Ноэль открыл рот, чтобы ответить, поскольку вопрос был адресован ему, но Эдмунд спокойно вмешался:

— Существуют насекомые, которые могут жить на нашем теле, и черви, паразитирующие внутри. Ученые люди говорят, что микрокосм человеческого тела отражает в основе своей структуру макрокосма; возможно, внутри нас существует еще один, меньший микрокосм, невообразимо маленький, воспроизводящий наши тела. Я читал…

— Я читала, мастер Кордери, — перебила леди Кармилла, — что болезни, поражающие людей, по мнению некоторых ученых, переносятся от человека к человеку посредством этих крошечных существ.

— Мысль о том, что болезни передаются от человека к человеку крохотными семенами, возникла еще в античные времена, — ответил Эдмунд, — но я понятия не имею, как можно обнаружить подобные семена, и не думаю, что существа из речной воды являются такими переносчиками.

— Мне становится не по себе при мысли о том, — настаивала леди, — что в наших телах живут существа, о которых мы ничего не знаем, и с каждым вдохом мы вдыхаем в себя семена, переносчики недугов, слишком малые, чтобы увидеть или почувствовать их. Это внушает определенное беспокойство.

— Но вам беспокоиться не о чем, — возразил Эдмунд. — Переносчики болезней разрушают лишь человеческую плоть; ваше тело неприкосновенно.

— Вам известно, что это не так, мастер Кордери, — ровным голосом сказала она. — Вы своими глазами видели меня больной.

— Это было во время эпидемии оспы, погубившей миллионы людей, миледи, а вы перенесли лишь небольшую лихорадку.

— Мы получили сообщения из Византийской империи, а также из мавританских поселений: в Африке появилась чума, она уже достигла южных границ Галльской империи. Говорят, что от этой чумы страдают не только люди, но и вампиры.

— Это досужие сплетни, миледи, — успокаивающе сказал Эдмунд. — Вы знаете, что по дороге новости всегда обрастают мрачными подробностями.

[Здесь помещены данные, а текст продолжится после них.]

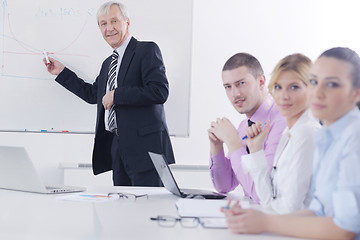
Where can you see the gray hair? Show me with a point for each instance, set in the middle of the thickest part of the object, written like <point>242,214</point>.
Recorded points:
<point>105,8</point>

Леди Кармилла снова обернулась к Ноэлю и на этот раз обратилась к нему по имени, чтобы Эдмунд не смог оспаривать у него чести отвечать ей.

— Вы боитесь меня, Ноэль? — спросила она. Юноша вздрогнул и слегка запнулся, прежде чем ответить отрицательно.

— Вы не обязаны мне лгать, — уговаривала она его. — Вы меня боитесь, потому что я вампир. Мастер Кордери — скептик; должно быть, он говорил вам, что вампиры не так уж могущественны, как обычно считается; но он также, по всей вероятности, предупредил вас, что в моей власти причинить вам вред. А вы сами не хотели бы стать вампиром, Ноэль?

Ноэль еще не пришел в себя после выговора и не мог сразу придумать ответ, но в конце концов выдавил:

— Да, хотел бы.

— Ну конечно хотели бы, — промурлыкала она. — Все люди превратились бы в вампиров, если бы могли, несмотря на слова, которые они произносят в церкви, стоя на коленях. Все люди могут стать вампирами; бессмертие — это часть нашего дара. По этой причине мы всегда пользовались преданностью и любовью огромного числа подданных-людей. И мы всегда в достаточной степени вознаграждали эту преданность. В наши ряды вступают немногие, но наше господство принесло людям века порядка и стабильности. Вампиры избавили Европу от Темных Веков, и пока власть в наших руках, варвары остаются под контролем. Наше правление не всегда было милосердным, ведь мы не можем оставлять сопротивление безнаказанным, но без нас жизнь была бы гораздо хуже. И даже после всего этого находятся люди, готовые нас уничтожить, — вам ведь это известно?

Ноэль не знал, что на это ответить, он просто уставился на Кармиллу, ожидая продолжения. Видимо, ее слегка раздражали его неуклюжие манеры, и Эдмунд сознательно не стал прерывать неловкую паузу. Ему хотелось, чтобы Ноэль произвел плохое впечатление.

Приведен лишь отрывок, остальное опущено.